Tracey Emin

Opens in 82 days

Wild, confessional brutally honest as well as tender and extremely vulnerable. In the groundbreaking practice of Tracey Emin, one of the most important figures of contemporary art, art and creativity literally become questions of life and death.

Tracey Emin (born 1963) uses herself, talks about herself – some would say exposes – and is thus both the engine and mechanism in the production of images of herself. It may sound private and self-indulgent, but this very honest approach to the world has proven to have a direct, powerful appeal to an enormous number of people, ever since Emin broke through on the international art scene.

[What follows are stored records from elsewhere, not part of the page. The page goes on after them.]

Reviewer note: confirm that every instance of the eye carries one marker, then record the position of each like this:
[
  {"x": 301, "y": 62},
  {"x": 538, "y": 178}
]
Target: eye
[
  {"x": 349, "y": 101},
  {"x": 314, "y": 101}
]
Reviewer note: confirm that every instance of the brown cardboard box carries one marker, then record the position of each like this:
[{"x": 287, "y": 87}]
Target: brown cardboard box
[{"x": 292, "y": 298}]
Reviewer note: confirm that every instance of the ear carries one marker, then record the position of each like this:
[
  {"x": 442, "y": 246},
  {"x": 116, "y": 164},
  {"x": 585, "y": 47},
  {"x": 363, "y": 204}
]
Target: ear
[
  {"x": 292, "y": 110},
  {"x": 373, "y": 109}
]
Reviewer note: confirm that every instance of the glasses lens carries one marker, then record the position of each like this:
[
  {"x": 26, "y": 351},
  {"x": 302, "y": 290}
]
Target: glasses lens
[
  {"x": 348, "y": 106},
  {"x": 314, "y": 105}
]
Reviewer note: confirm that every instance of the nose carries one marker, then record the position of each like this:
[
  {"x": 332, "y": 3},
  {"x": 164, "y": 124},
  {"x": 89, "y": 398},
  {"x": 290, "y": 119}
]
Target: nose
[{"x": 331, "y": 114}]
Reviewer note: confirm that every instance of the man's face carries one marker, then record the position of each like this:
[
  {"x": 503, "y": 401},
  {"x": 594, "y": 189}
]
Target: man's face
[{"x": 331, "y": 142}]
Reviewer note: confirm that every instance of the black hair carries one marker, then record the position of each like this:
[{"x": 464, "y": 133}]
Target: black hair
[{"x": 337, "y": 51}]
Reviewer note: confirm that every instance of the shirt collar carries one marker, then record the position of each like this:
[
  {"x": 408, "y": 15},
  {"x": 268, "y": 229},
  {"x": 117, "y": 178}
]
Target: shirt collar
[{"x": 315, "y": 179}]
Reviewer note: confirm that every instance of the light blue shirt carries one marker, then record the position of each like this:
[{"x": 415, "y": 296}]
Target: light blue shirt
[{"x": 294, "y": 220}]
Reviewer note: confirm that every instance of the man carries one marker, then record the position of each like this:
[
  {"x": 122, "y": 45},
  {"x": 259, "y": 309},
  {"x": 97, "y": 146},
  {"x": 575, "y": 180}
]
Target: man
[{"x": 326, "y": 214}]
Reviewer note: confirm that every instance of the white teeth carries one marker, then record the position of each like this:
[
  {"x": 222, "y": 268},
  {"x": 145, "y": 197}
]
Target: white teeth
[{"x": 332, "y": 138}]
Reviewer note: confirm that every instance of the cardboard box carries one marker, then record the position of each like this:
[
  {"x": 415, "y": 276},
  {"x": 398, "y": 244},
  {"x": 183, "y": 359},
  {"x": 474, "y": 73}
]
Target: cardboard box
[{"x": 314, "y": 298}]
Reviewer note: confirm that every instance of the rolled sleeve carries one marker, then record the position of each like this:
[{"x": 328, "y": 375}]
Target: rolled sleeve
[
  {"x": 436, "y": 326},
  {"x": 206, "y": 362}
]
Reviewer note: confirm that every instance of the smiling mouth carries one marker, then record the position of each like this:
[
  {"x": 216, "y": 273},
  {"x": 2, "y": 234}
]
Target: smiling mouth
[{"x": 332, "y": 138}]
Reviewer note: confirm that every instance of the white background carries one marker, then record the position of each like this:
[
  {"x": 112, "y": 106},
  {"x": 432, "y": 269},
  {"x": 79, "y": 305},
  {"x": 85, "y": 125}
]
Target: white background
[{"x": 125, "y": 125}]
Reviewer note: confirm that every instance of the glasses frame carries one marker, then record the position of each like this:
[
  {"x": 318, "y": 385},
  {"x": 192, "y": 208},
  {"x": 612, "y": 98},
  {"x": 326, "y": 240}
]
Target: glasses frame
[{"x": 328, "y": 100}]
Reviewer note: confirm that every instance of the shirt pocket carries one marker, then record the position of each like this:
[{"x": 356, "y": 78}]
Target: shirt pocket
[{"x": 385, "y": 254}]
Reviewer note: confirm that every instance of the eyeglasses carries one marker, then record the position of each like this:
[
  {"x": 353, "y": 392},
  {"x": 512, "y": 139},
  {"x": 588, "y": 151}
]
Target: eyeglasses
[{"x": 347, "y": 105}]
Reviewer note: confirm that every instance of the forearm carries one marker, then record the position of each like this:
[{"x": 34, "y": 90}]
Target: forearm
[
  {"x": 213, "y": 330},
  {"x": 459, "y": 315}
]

This happened during the 1990s, when she was part of the famous group of Young British Artists (YBA) – and it culminated in 1999 when she showed My Bed, her unmade, downright filthy bed, at the Tate. A work that had been nominated for the prestigious Turner Prize amid great furor.

Including painting, drawing, sculpture, textile, film and installation, this exhibition – created in close collaboration with the artist and containing works that have never been shown before – unfolds the full story of and about Tracey Emin. A life in images, marked by rape, abortion and very serious illness – as well as by courage and struggle, despair and joy and the sheer power of surviving through art and creativity.

The show aims to trace almost 40 years of groundbreaking practice, highlighting how Tracey Emin continually challenges boundaries and uses the female body as a powerful tool to explore passion, trauma, pain and healing.

The exhibition also focuses on Tracey Emin’s lifelong commitment to painting and shows a number of her most recent works – a provisional culmination of the countless ways in which she has managed to channel her life into her art.